Andrea's first point is quite good. You can't have correlation without variability, so if the scores don't vary much, then apparent internal consistency will be low. For example, if everyone in your sample rated an item the same way, it won't correlate with anything & will lower the alpha. That's easily checked by examining the descriptive statistics for the items, which can be generated as an option when you run a reliability analysis in SPSS.
Her last suggestion (that it might be an issue relating to a shortened scale) is also excellent in principle, but I don't think it applies here. As best I understand it, the 12 empathy items you used are the only empathy items on the longer versions of the scale. The author just dropped the other scales. Is that correct? If so, then it can't be a scale-shortening artifact.

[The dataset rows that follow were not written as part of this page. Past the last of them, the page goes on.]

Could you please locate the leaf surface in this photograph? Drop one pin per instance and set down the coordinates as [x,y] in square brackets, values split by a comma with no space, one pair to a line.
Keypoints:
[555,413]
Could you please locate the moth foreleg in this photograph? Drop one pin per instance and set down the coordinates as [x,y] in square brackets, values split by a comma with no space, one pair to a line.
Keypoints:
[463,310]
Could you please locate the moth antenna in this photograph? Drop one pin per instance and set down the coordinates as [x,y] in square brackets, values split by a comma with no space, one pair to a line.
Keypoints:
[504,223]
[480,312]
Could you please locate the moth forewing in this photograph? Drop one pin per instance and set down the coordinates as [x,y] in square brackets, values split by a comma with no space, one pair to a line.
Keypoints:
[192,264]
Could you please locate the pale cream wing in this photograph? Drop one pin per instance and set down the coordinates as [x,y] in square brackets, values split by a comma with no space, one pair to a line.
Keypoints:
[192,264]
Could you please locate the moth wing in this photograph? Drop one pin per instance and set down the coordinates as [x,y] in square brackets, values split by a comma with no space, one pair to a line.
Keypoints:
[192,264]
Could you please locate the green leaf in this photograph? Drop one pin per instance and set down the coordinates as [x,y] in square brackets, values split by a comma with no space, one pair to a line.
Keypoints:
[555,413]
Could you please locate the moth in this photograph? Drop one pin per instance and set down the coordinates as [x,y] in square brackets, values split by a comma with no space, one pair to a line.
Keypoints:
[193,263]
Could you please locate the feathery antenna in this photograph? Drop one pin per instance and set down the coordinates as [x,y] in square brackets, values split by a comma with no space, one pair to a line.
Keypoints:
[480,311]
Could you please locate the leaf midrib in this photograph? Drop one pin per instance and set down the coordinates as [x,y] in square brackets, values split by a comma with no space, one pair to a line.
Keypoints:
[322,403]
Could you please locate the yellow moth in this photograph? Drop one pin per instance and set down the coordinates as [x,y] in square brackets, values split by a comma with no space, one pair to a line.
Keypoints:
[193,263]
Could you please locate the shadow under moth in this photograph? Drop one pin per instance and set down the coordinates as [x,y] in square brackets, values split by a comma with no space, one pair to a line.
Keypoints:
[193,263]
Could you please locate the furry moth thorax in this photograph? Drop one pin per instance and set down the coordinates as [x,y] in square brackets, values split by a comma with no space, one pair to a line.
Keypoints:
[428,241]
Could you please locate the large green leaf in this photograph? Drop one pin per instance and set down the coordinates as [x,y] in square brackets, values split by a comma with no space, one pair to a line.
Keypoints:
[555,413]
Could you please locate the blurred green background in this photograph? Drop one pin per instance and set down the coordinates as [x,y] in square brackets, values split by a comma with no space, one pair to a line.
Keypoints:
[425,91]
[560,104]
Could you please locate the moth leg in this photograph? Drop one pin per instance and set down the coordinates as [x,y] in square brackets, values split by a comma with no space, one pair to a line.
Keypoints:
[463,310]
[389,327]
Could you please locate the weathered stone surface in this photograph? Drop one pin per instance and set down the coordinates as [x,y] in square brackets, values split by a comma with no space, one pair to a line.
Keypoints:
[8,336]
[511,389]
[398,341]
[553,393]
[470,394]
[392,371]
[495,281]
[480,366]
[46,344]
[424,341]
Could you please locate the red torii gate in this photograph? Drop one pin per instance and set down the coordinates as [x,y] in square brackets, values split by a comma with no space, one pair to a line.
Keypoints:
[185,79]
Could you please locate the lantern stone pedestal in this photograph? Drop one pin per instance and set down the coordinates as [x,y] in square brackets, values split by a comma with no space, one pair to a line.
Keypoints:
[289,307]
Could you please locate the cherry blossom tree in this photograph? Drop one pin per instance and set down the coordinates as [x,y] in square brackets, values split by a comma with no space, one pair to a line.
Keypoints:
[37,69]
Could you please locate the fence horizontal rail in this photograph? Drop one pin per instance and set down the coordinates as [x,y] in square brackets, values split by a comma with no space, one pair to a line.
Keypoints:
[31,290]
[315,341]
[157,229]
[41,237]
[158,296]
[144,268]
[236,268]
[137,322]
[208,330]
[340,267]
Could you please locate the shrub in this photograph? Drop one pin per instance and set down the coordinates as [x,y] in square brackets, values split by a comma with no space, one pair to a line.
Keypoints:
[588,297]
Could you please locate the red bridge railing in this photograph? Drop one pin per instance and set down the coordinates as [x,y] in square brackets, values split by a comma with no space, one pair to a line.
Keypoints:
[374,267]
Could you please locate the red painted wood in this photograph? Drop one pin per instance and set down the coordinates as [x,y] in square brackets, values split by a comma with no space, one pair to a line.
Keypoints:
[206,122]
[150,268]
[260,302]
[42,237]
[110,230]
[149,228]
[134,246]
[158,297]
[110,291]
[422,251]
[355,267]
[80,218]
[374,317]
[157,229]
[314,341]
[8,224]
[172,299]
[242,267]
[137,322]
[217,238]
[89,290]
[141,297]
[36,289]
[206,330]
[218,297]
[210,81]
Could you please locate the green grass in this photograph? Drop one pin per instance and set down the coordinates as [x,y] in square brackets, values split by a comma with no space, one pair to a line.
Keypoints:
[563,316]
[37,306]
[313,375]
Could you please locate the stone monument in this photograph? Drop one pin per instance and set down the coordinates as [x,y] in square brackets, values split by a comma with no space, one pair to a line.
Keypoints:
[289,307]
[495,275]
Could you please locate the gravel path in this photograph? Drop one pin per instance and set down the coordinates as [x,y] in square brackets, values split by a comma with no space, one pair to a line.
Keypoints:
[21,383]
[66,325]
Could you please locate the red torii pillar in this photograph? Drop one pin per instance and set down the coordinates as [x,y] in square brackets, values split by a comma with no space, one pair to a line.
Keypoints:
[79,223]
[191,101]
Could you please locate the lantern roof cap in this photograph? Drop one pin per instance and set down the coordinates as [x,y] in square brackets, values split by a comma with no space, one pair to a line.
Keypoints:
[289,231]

Besides, even if you took a 48-item scale and reduced it to 12 items randomly, to end up with reliability of .43 you'd have to have started at about .75. That's not terrible, but it's fairly low for a 48-item scale. And nobody drops items randomly these days - the authors would selectively retain the strongest correlates of the original, preserving much of the reliability.
Cronbach's alpha is a function of the number of items. Using only a subset of items you would expect (if the whole scale is uni-dimensional) a lower alpha than for the whole scale. Cronbach's alpha is not a measure of, for example, the average correlation. It is often mis-interpreted.
Cronbach's alpha coefficient becomes the default method to estimate the test scores reliabilty without checking the required assumptions like the essentially Tau-Equivalent, violating this assumption leads to the undrestimation of Cronbach's alpha coefficient.
Make sure that you have properly cleaned your data before performing statistical analysis, check the outliers in your data. If everything is fine then its better to go for Exploratory Factor Analysis,, so that you may learn the factor structure of the items of scale.